Of MSG’s $45,000, according to the budget presented at the Student Senate meeting:
• $16,000 creates a new fund called the Student Opportunity Fund, for multicultural students to request on an individual basis “to help them advance personally, professionally, and academically.”
• $8,000 would go toward stipends for MSG executives.
• The remainder is slated to start a multicultural student orientation, fund “cultural competency education” in conjunction with KU’s Office of Multicultural Affairs social justice training program, pay for office supplies and advertise.
For speakers and event programming, MSG can request money from Student Senate like other student organizations do.
The Multicultural Education Fund has about $40,000 per year available for MSG to allocate, plus reserves, Carpenter said.
Control of the fund has bounced around in recent years, Carpenter said. She said MSG’s goal is to take ownership of it, help promote it to groups that don’t know it’s available, and ensure it’s actually utilized for multicultural events.
A year ago, Student Senate’s first attempt at creating and funding MSG was blocked by Chancellor Bernadette Gray-Little.

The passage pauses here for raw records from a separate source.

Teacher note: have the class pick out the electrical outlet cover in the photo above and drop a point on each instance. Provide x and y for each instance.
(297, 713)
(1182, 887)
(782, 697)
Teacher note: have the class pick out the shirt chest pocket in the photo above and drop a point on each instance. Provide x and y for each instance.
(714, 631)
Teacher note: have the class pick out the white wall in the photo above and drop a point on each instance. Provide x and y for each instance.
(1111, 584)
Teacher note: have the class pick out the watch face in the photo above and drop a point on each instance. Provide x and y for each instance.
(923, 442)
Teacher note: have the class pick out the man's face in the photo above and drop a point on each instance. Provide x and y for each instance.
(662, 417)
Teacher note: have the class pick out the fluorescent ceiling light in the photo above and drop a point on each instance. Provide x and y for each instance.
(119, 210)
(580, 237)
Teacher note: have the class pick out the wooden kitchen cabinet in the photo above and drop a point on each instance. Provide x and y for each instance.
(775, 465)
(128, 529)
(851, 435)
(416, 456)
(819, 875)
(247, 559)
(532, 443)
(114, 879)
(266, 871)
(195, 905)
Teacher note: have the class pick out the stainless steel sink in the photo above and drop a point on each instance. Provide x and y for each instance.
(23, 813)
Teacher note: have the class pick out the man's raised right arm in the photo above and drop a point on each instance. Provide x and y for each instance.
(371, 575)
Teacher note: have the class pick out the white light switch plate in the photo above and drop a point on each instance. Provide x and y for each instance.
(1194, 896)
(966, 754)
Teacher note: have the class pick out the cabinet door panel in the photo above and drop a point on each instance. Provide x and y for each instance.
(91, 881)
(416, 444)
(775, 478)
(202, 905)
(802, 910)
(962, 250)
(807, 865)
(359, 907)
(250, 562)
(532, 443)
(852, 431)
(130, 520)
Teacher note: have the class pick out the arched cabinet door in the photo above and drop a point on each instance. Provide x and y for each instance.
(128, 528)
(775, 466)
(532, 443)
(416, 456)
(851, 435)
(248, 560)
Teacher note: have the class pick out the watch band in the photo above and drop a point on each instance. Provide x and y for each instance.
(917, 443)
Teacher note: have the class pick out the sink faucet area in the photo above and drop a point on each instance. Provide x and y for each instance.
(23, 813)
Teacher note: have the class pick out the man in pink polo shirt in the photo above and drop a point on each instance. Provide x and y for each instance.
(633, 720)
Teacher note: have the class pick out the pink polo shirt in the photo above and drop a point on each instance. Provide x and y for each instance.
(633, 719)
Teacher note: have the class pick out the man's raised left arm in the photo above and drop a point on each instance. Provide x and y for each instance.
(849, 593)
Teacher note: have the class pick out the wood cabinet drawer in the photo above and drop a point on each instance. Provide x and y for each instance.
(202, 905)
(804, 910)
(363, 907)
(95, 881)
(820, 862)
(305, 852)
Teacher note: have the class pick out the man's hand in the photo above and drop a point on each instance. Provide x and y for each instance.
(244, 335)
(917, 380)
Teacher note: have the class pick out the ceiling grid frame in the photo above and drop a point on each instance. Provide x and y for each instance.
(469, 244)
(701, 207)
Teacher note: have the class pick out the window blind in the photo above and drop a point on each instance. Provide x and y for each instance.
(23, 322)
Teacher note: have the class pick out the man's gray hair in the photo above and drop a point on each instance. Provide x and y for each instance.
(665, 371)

In spring 2016, Senate voted to give MSG a $2 student fee that would have brought in about $90,000 a year for the group, even though it had only formally registered as a student club a week earlier and had no charter or bylaws on file with the university. A couple of weeks later, the Senate also gave MSG control of allocating the Multicultural Education Fund, which Carpenter said MSG did retain this school year.
Gray-Little said at the time she vetoed the $90,000 in funding because MSG did not yet exist as a government, and university code doesn’t allow more than one government representing any of KU’s constituency groups in University Senate.
She also said she did not think more than one governing body representing KU students “would be very productive in the long run.”
Carpenter said MSG currently has about 15 members, eight of whom are on its board.
Members don’t have to be minorities or members of other marginalized groups themselves, she said. Any student interested in serving marginalized students can be a member of MSG.
“I’m hoping now that we have an operating budget we can do bigger and better things,” she said.
Gray-Little must approve Student Senate’s proposed 2017-18 campus fee schedule — including the new fee allotted for MSG — before it takes effect.
Birzer said she had not done so as of this week.
However, the chancellor must make a decision prior to proposing 2017-18 fees and tuition rates to the Kansas Board of Regents, which is expected to take place in mid-May.